Es ist der letzte Trumpf, den Alexis Tsipras noch hatte. Das griechische Volk soll am 05. Juli entscheiden, ob es das Ultimatum der „Institutionen“ (Troika aus EU-Kommission, EZB und IWF) zur weiteren Deregulierung des Arbeitsmarktes, Pensionskürzungen, weitere Gehaltskürzungen im öffentlichen Dienst und eine Erhöhung der Mehrwertsteuer auf Lebensmittel sowie in den Bereichen Gastronomie und Tourismus akzeptiert. Oder nicht.

Ist das Irrsinn? Nein, im Gegenteil. Es blieb dem griechischen Ministerpräsident gar nichts anderes übrig.
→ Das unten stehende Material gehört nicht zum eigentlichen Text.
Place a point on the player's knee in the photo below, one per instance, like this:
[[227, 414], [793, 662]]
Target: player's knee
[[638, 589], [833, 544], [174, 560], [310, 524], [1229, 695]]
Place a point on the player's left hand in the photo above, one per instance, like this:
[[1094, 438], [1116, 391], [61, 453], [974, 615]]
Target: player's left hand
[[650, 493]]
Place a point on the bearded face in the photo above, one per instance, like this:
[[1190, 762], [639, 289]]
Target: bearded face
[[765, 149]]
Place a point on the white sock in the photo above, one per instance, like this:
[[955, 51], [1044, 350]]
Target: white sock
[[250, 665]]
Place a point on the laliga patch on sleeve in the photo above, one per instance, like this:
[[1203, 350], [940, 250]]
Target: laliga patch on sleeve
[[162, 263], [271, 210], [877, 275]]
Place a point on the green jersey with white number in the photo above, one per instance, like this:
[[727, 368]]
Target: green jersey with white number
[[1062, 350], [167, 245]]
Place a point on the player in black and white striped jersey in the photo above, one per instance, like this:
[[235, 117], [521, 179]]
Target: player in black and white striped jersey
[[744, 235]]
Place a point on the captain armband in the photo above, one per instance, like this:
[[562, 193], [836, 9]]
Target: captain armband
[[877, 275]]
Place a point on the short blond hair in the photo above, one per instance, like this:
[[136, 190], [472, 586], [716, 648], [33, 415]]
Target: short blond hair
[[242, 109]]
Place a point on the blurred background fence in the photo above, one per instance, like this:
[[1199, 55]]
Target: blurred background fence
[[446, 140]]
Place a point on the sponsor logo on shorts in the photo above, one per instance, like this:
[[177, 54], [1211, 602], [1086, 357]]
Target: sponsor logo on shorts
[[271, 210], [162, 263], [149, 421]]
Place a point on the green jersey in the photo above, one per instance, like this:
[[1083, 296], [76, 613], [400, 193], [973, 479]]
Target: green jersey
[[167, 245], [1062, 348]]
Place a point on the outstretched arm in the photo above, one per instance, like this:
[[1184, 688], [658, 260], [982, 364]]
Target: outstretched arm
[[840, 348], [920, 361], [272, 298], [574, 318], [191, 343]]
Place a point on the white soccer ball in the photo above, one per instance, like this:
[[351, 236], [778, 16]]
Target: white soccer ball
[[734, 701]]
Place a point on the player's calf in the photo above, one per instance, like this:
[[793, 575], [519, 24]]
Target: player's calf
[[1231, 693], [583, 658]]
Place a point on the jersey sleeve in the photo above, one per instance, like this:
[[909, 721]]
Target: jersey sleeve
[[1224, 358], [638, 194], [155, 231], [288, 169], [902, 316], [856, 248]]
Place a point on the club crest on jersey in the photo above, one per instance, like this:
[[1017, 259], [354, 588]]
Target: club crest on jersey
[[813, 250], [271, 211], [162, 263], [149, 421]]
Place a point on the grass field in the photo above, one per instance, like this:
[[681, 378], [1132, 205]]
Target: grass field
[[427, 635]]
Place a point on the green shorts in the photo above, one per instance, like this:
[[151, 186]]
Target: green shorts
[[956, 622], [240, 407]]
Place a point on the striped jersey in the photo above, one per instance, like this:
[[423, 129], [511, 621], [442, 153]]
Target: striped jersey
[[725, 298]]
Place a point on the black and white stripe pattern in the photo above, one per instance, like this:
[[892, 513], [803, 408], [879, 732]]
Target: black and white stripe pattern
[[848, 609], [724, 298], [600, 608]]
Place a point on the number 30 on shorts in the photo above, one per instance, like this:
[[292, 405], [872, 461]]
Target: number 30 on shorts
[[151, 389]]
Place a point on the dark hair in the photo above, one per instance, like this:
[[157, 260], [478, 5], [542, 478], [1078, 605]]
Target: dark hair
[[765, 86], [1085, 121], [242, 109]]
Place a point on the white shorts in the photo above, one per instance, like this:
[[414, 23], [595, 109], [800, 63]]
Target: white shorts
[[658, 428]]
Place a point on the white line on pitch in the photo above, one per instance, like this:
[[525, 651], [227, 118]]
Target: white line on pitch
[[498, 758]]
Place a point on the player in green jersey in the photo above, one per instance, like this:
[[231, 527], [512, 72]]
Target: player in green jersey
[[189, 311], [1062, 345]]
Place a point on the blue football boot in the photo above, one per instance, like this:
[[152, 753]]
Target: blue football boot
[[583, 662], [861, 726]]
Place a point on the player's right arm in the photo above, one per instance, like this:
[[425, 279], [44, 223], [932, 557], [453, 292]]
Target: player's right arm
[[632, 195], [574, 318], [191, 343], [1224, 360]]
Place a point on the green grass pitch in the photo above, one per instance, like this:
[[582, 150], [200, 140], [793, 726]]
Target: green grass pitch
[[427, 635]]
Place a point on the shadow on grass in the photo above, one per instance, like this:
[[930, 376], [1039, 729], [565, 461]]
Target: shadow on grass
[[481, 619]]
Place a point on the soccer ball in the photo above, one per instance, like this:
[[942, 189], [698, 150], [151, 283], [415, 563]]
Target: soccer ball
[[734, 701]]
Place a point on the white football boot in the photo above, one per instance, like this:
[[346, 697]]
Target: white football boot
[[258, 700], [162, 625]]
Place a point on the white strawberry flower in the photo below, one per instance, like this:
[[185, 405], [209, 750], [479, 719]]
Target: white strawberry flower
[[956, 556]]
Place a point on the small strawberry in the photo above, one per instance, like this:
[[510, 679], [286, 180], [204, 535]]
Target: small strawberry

Das „Friss-oder-Stirb-Angebot“, das sich von der Troika-Politik der vergangenen fünf Jahre nicht unterscheidet, verstößt gegen die europäischen Sozial- und Grundrechte. „Sie haben von der griechischen Regierung verlangt, einen Vorschlag zu akzeptieren, der weitere untragbare Lasten für das griechische Volk bedeuten würde und die Erholung der griechischen Wirtschaft und Gesellschaft untergraben würde“, begründete Ministerpräsident Alexis Tsipras den Beschluss seiner Regierung.

Spätestens am vergangenen Samstag musste die linksgerichtete Regierung endgültig zur Kenntnis nehmen, dass ihr die knallharte Konfrontationspolitik der Gläubiger jegliche Möglichkeit verbaut, Schaden vom eigenen Volk abzuwenden. Die Technokraten verweigerten ihnen ein akzeptables Abkommen und setzten die Politik der Erniedrigung des griechischen Volk fort. Die richtige Konsequenz daraus ist das Referendum – die Entscheidung dem Volk zu übergeben.

Wer bisher nicht glauben wollte, dass die sogenannten Geldgeber im Krisenfall den Schuldnern im Detail vorschreiben, was sie zu tun und zu lassen haben, der konnte genau dies in den vergangenen Tagen mit verfolgen. Immer wieder wurde Athen oberlehrerhaft angemahnt, endlich „die Hausaufgaben“ zu machen. Es wurde die Mär lanciert, die Verantwortlichen würden sich nicht bewegen. Tatsächlich ist die griechische Regierung jedoch in den zurückliegenden Tagen weit auf die Gläubiger zugegangen. Der letzte Vorschlag aus der griechischen Hauptstadt beinhaltete so viele Kürzungen, dass sogar zweifelhaft war, ob dieser überhaupt in der Syriza-Fraktion und Partei durchzusetzen sei.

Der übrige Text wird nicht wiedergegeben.